A new report sheds light on possible strategies for holding down drug costs for enrollees of employer health plans. Addressing perceived waste and lack of transparency around the practices of pharmacy benefit managers (PBMs) top the list, according to the study.
The report, by the National Alliance of Healthcare Purchaser Coalitions (National Alliance), used surveys and roundtables to take the pulse of more than 80 employers of different sizes from across the country.
The report found that employers agree that pharmacy spending and other health care costs are a major concern: more than 60 percent of those surveyed describe drug and medical spending as costly and unsustainable, with exponential increases in the last several years. The report allowed employers to weigh in on the strategies they are considering for addressing health costs—and found a strong desire to change industry practices regarding PBMs.
|A need for more clarity
Surveys taken as part of the study found employers are suspicious about the lack of transparency in setting drug prices, and wary about what they perceive as their overdependence on PBMs in setting those prices.
"Employers note that the lack of transparency is exacerbated by the fact that PBMs are often highly motivated by rebate revenue," the study said. "Some employers say their own dependence on PBMs to develop drug formularies has made it difficult to know whether rebates are being used in ways that benefit them, their employees, or the PBMs."
Other areas of concern include high rates of drug waste, direct-to-consumer advertising that prompts spending on ineffective or expensive drugs, and incentives for over-prescribing.
|Regaining control of pharmaceutical spending
Roundtable discussions included in the report emphasized that employers want to change the conversation around pharmacy benefit management. The report mentions distrust and suspicion that PBM interests are not aligned with those of purchasers. "Employers report "smoke and mirrors" tactics and cite the importance of networking through local and regional health care coalitions to learn what is and isn't working for other employers," the report said.
From the consumer side, the National Alliance's survey found that 68 percent of employees report their biggest problem is cost-sharing through high-deductible health plans. However, the report said employers are signaling they don't want to give up this model, saying that they prefer a more paternalistic approach that allows purchasers to determine the best cost and quality options.
|Recommendations for addressing high drug costs
The report concludes with recommendations for employers. These include:
- Determine how to eliminate rebates and encourage price transparency from PBMs and pharmaceutical manufacturers.
- Restrict direct-to-consumer advertising. The report noted that comparative effectiveness information would allow employers to better educate employees about drug value.

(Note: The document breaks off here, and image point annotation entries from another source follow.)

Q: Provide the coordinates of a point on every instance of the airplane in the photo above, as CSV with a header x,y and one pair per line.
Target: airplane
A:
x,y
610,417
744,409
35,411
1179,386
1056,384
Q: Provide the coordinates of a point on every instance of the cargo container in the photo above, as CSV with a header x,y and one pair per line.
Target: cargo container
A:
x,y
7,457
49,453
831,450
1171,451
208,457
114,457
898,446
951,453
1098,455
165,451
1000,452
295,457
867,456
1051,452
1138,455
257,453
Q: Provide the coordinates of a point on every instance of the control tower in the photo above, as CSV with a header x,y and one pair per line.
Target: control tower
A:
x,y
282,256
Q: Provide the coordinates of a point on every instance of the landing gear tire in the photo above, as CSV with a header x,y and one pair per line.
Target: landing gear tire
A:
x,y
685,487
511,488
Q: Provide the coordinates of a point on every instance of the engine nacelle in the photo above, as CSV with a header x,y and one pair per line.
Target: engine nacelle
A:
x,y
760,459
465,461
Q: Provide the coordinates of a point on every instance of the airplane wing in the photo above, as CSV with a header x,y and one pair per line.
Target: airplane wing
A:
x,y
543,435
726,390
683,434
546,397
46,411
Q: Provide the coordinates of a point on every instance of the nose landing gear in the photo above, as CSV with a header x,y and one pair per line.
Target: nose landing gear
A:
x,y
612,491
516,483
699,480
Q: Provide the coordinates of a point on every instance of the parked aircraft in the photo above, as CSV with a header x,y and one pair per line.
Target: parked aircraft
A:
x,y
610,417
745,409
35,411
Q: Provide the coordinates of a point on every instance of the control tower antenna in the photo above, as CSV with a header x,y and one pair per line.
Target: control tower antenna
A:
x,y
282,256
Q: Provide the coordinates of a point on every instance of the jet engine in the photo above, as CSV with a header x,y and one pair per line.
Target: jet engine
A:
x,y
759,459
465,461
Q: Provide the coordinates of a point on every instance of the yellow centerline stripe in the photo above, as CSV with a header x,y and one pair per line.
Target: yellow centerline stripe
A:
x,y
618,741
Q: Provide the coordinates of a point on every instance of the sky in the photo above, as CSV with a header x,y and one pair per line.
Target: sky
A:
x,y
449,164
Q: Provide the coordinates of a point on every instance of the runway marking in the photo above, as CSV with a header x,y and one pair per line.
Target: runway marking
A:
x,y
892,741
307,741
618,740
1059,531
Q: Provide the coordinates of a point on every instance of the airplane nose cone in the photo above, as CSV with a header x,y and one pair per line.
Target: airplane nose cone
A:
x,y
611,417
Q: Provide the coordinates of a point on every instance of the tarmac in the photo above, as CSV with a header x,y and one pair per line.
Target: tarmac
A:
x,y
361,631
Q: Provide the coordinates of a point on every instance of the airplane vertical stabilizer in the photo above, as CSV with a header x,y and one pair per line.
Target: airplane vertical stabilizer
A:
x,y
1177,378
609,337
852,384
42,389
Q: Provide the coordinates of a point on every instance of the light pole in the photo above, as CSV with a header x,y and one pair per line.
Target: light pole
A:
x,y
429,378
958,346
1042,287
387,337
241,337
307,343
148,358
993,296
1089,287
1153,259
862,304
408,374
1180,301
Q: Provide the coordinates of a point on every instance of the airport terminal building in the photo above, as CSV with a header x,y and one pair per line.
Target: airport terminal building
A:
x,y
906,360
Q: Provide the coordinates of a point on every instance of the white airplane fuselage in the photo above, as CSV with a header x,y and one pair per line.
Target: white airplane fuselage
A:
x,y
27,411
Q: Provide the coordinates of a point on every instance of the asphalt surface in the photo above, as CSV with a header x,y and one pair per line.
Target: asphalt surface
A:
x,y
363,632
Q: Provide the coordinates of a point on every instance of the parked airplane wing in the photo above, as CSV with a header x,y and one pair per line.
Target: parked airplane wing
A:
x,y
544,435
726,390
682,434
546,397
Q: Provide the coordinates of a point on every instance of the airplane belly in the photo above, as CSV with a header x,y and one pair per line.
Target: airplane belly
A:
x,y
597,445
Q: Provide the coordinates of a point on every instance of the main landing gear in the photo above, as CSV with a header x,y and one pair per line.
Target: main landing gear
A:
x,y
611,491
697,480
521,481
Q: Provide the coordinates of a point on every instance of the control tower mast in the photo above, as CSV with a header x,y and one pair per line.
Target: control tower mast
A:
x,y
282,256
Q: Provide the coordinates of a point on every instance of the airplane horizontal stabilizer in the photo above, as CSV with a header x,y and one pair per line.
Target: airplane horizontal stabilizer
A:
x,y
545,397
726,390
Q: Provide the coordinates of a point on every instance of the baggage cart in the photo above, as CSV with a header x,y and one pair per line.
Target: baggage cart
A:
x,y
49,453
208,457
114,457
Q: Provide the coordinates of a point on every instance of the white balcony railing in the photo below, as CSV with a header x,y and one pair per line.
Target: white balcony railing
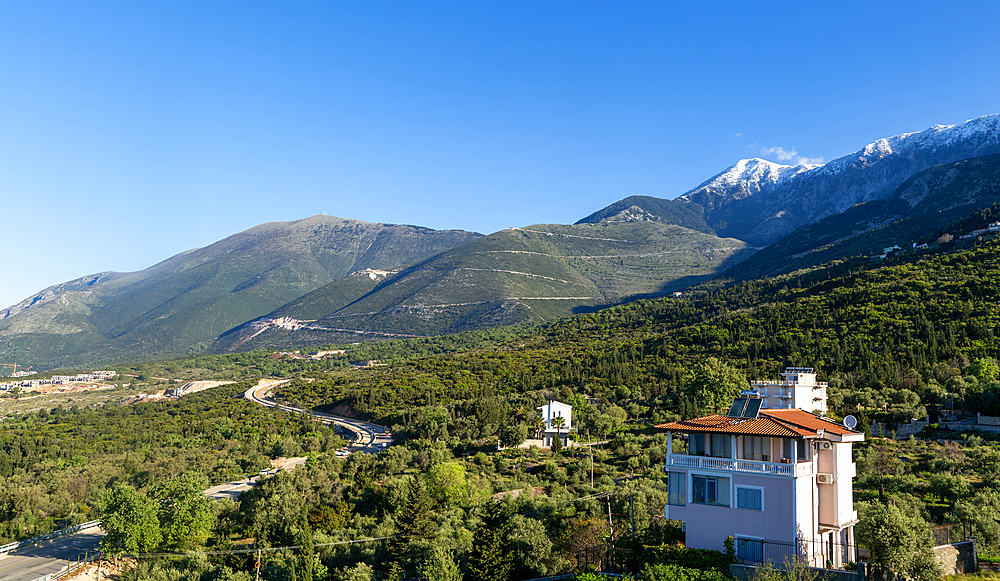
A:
x,y
743,466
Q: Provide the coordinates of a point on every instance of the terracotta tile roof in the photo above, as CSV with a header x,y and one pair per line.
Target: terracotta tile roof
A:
x,y
774,423
760,426
807,420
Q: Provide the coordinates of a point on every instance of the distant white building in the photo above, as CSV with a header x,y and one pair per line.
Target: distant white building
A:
x,y
797,389
779,481
550,411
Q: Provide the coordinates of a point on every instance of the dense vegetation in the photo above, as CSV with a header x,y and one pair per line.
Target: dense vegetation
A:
x,y
891,340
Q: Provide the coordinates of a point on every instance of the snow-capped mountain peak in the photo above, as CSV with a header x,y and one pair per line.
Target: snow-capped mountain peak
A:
x,y
760,201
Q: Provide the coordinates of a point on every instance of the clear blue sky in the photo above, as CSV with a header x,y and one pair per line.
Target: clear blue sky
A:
x,y
131,131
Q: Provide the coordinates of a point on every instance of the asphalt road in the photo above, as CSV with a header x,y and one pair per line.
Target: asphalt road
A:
x,y
369,437
30,563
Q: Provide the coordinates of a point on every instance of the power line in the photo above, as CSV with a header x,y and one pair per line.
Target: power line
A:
x,y
263,549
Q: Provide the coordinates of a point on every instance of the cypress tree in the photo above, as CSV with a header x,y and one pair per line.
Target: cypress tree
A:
x,y
413,520
492,557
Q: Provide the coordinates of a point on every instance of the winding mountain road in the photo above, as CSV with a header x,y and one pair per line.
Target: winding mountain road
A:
x,y
369,437
49,557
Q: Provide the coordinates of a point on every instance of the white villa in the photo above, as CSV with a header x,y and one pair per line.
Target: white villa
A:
x,y
556,409
778,480
797,389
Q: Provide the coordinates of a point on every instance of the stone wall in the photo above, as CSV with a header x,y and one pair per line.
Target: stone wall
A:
x,y
957,558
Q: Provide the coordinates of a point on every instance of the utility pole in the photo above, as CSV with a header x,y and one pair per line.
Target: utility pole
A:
x,y
611,535
591,446
631,503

- Invest in employee preventive care and chronic condition management programs. The report recommends health navigator programs for employees.
- Implement integrated site-of-care solutions for specialty medications. "These solutions integrate a company's medical and pharmacy benefits to reduce waste—and costs," the report said.

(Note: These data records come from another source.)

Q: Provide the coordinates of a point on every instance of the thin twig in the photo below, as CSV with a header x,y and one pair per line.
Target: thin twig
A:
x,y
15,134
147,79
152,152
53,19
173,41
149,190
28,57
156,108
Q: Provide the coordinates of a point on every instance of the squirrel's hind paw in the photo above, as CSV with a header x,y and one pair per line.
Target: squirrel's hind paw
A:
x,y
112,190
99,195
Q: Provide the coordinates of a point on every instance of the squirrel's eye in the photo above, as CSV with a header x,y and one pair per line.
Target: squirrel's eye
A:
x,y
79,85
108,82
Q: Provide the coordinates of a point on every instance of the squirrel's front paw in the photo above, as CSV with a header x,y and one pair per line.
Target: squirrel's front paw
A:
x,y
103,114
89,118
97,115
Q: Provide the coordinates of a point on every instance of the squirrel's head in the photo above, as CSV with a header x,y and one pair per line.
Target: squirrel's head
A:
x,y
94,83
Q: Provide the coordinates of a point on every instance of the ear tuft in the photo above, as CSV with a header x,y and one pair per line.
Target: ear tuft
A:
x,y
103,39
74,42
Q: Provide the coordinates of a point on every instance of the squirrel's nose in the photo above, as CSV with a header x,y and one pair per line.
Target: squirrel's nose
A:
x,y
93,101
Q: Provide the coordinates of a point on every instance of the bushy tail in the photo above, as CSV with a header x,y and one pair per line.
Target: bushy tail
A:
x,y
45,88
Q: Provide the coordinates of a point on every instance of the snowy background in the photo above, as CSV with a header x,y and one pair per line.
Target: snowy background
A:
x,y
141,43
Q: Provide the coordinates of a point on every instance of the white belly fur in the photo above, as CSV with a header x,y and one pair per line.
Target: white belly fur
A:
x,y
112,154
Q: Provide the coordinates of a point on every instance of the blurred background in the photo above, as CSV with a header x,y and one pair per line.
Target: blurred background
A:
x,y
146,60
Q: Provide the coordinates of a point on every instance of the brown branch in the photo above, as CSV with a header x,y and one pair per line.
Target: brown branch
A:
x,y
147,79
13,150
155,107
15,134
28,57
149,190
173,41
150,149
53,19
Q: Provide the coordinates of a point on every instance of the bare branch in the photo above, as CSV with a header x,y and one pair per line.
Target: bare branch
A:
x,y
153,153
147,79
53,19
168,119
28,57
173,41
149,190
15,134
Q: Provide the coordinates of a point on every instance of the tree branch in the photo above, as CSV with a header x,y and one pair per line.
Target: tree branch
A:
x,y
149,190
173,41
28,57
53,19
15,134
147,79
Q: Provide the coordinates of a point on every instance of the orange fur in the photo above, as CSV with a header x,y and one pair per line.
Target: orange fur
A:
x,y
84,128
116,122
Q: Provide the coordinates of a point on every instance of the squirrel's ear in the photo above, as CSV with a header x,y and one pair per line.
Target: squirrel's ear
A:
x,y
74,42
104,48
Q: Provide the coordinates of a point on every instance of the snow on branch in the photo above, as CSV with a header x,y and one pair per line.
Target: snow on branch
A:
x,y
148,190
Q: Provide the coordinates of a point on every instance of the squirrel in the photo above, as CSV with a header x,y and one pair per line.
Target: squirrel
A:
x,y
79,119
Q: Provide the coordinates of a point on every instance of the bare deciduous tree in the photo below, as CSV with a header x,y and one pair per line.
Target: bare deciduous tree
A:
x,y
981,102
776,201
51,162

- Require PBMs to implement drug waste reduction strategies and hold them accountable for building cost-savings strategies into formularies.
- Support collaboration and information sharing across employers and coalitions. The report noted that an independent national formulary is another idea employers said was worth investigating.
- Choose an objective data warehouse and analytic firm. The report suggests that companies work with other employers to establish a community data asset.
Interestingly, the purchasing coalition also seemed to favor a bigger government role in addressing the high costs of drugs. The report recommended allowing drug importation from other countries, though it recognized that employers had mixed opinions on this. It also called for more federal regulation of the pharmacy industry and PBMs.